Sen. Orrin Hatch, R-Utah, sheltered more than $11,000 in income in 1987 from speaking fees, 15 percent of the $79,926 an aide said Hatch earned in honorariums. The senator gave away $48,899 of the fees in tax-deductible donations but was able to calculate his Keogh retirement contribution on the entire amount, according to his Senate financial disclosure.
Keogh contributions, like IRAs, are deductible. Unlike IRAs they may be taken despite a person's other income. Congress took away all or part of the deductibilty of IRAs for those earning more than $25,000. Keogh contributions, however, may be made only from self-employment income. The program got its name from former Rep. E.J. Keogh, D-N.Y., who with former Sen. Wallace F. Bennett, R-Utah, sponsored the legislation 20 years ago.The Washington Times reported this week that 14 senators and at least 17 House members have such retirement plans. Senators must report them; House members do so voluntarily.

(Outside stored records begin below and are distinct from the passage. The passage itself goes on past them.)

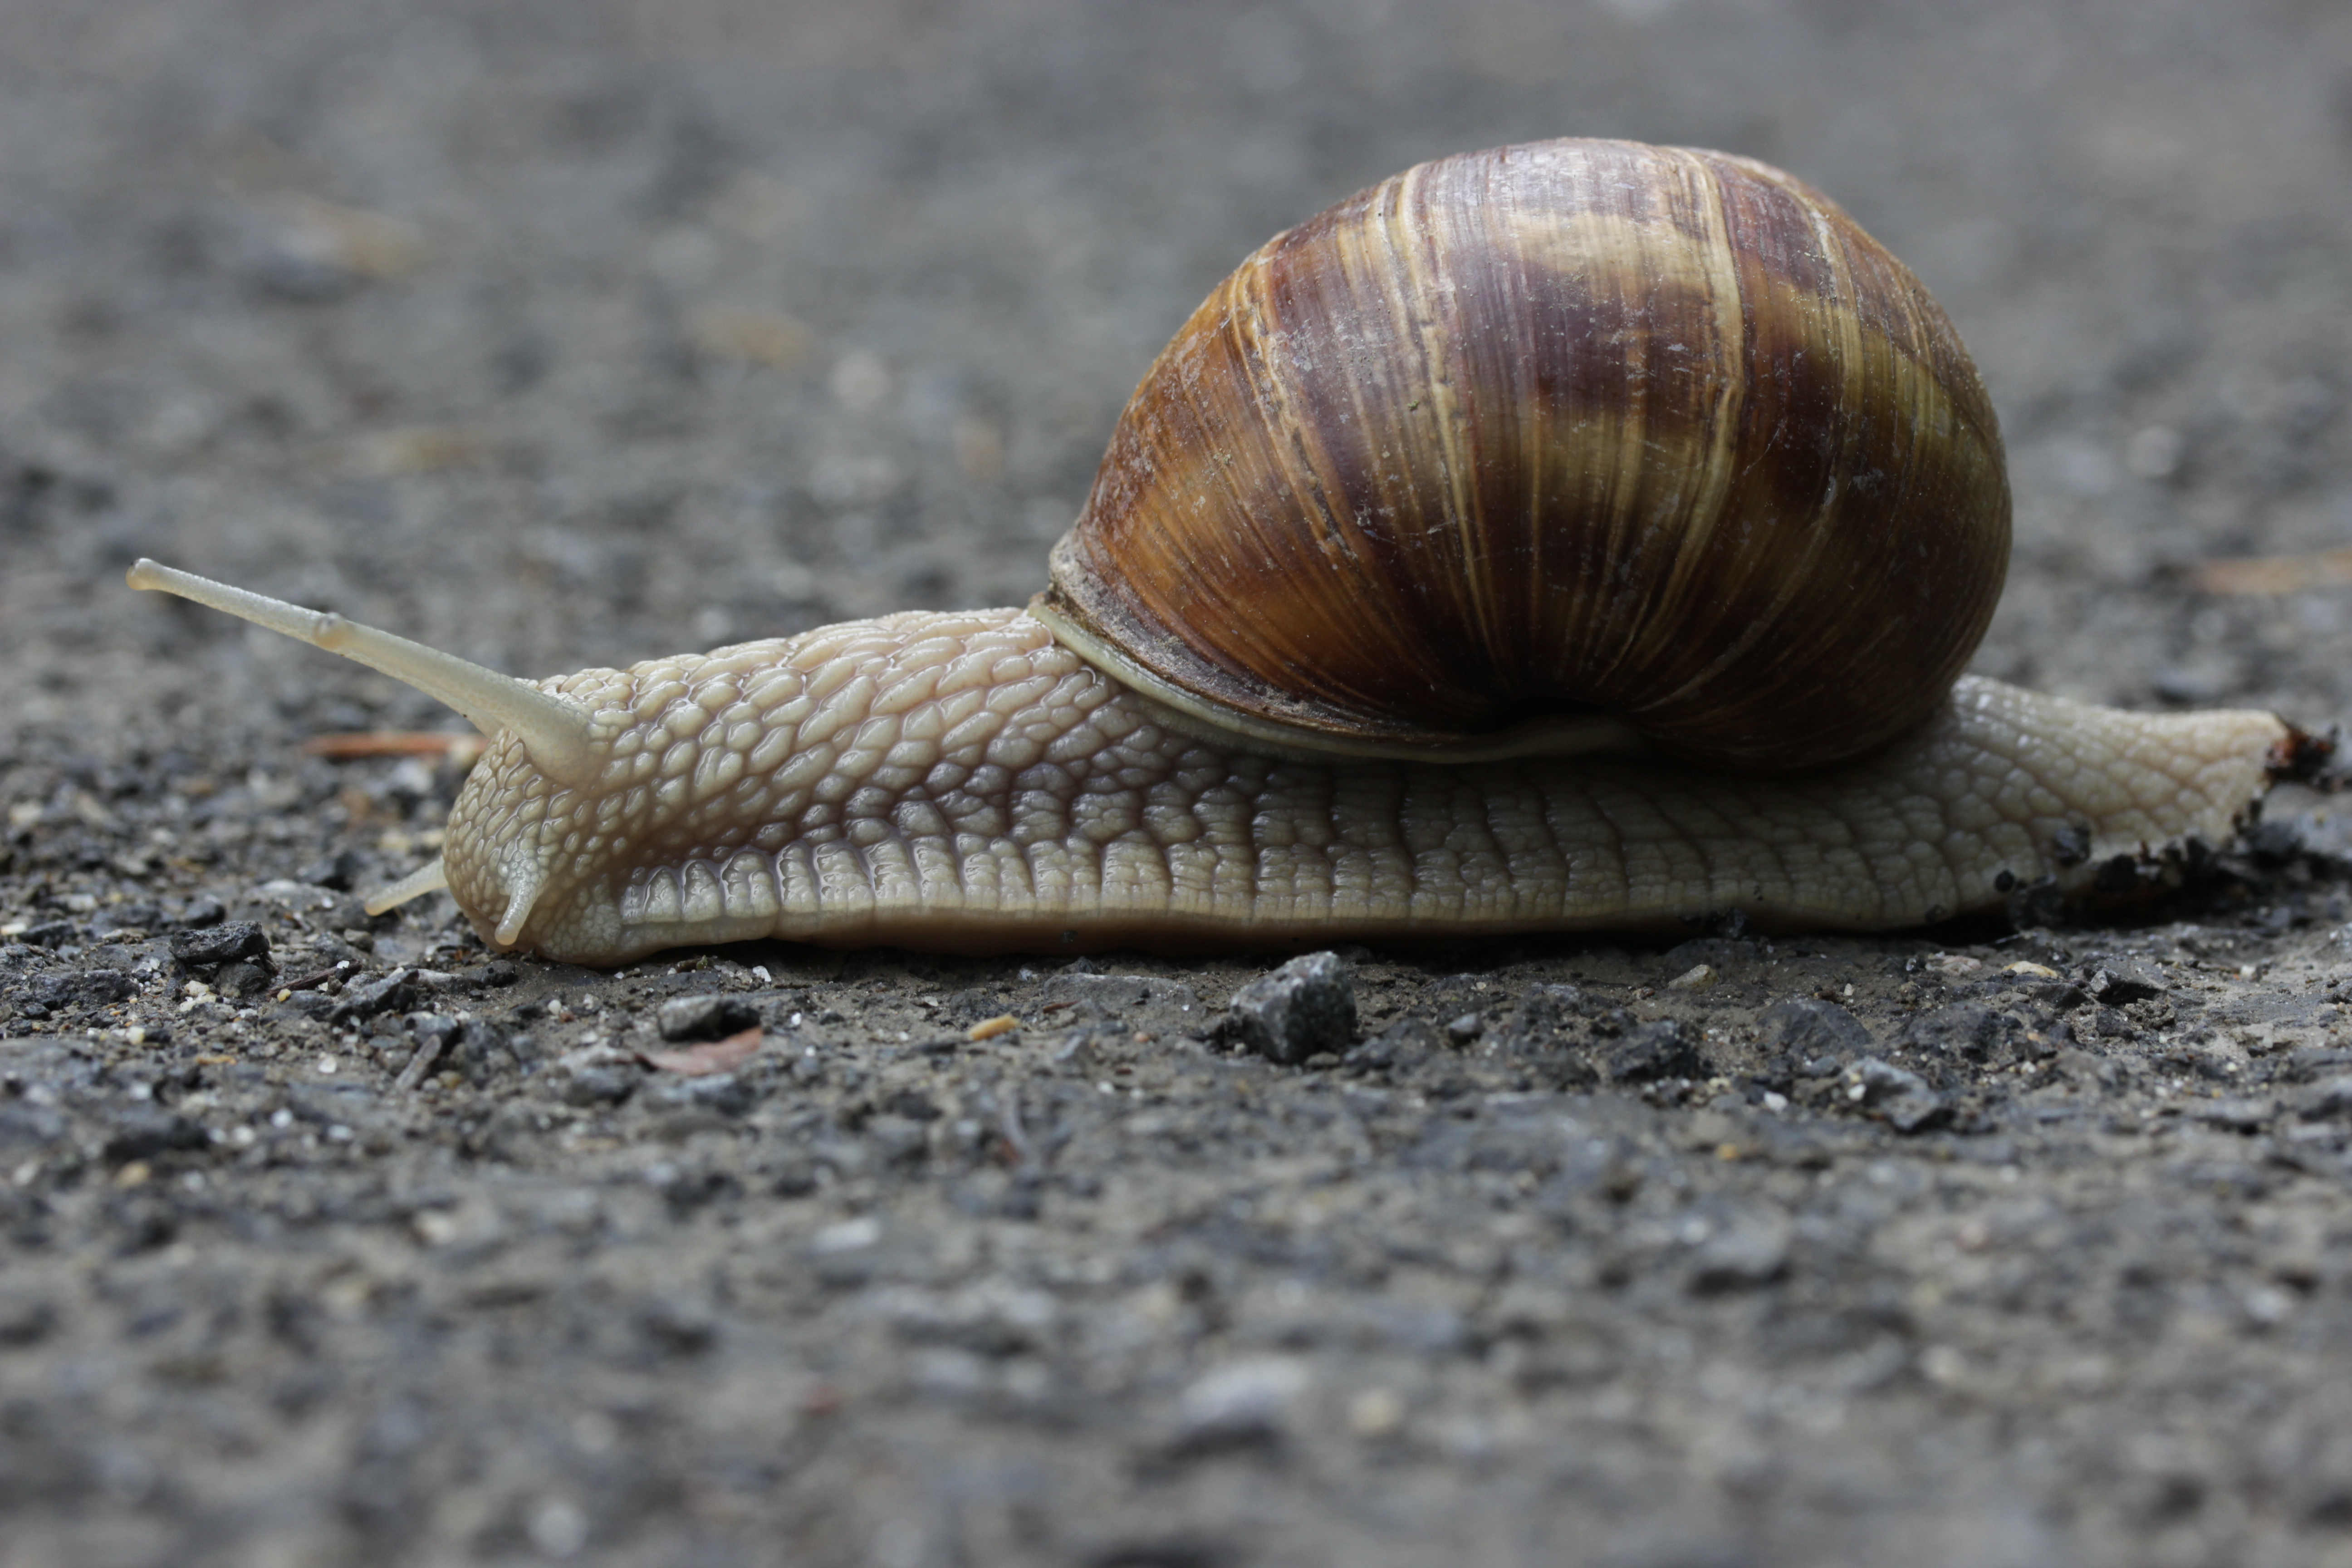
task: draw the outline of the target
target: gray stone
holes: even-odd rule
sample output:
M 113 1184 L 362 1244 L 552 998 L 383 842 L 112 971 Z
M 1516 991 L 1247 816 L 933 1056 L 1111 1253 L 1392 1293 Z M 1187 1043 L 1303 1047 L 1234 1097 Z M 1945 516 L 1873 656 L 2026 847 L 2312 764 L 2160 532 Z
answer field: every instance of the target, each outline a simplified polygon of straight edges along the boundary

Sen. Robert Dole, R-Kan. showed the largest Keogh plan with between $150,000 and $300,000 in it. (Senators report such amounts by brackets. They do not show exact amounts.) In the Senate, six Democrats and eight Republicans showed Keogh funds. Hatch's totaled between $65,000 and $150,000, including amounts from years before 1987.
In the House, eight Republicans and nine Democrats listed Keogh funds. None of the three Utah members showed such savings.
Some of the funds' totals could represent contributions based on income from other than honorariums. Hatch, for example has had income from books and tapes.
Speech income to Congressmen is considered self-employment pay.